O RS na fala ministerial
O ministro das Cidades, Jader Barbalho Filho, citou a tragédia provocada pela enchente no RS, em 2024, para alertar sobre a necessidade de investimentos em prevenção. O tema foi trazido pelo próprio ministro em rápida entrevista ontem, na Cúpula dos Líderes.
Jader reforçou a importância de recursos financeiros. O ministro cobrou das grandes economias, responsáveis pelo maior percentual de emissões de gases do efeito estufa, que provocam o aquecimento do planeta.
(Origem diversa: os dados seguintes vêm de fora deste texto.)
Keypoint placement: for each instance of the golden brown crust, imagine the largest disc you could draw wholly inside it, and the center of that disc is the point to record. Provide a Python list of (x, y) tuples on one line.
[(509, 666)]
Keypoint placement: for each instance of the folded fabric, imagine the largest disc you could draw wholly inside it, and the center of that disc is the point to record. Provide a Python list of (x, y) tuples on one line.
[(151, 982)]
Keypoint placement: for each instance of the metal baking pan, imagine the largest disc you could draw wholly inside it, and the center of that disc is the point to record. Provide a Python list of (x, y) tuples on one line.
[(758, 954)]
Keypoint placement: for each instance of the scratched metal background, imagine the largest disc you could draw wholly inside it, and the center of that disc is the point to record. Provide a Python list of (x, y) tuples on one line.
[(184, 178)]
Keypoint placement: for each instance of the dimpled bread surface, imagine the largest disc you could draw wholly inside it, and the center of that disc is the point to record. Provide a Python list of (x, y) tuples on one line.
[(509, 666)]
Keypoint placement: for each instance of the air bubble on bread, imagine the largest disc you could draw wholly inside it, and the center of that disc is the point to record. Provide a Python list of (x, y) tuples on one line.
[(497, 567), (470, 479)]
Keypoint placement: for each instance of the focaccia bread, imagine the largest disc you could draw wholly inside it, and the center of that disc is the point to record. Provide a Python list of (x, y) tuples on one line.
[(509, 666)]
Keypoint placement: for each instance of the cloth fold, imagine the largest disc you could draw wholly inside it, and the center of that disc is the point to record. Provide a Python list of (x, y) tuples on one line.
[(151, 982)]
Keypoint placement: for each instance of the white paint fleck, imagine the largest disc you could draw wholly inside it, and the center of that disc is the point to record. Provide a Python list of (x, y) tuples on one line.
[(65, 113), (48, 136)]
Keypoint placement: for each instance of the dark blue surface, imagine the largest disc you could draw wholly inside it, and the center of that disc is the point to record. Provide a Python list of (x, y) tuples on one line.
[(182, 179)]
O tema do financiamento climático é um dos mais tensos da COP30.
- Quem polui o planeta são os países do primeiro mundo. São eles que têm que dar a maior parcela. E insisto, se não tivermos recursos e vontade séria por parte dessas pessoas, o que aconteceu no RS vai se repetir cada vez mais. E não só no Brasil, vai ser no nosso planeta - disse.
Segundo ele, obras de prevenção devem estar previstas anualmente nos orçamentos federal, estaduais e municipais. Questionado se o fato de a COP30 ser realizada na Amazônia não se dará menor atenção a outros biomas brasileiros, Jader afirmou:
Não é a Amazônia nem o Pampa. Precisamos discutir o planeta. Se não fizermos isso, teremos perdido aqui uma grande oportunidade.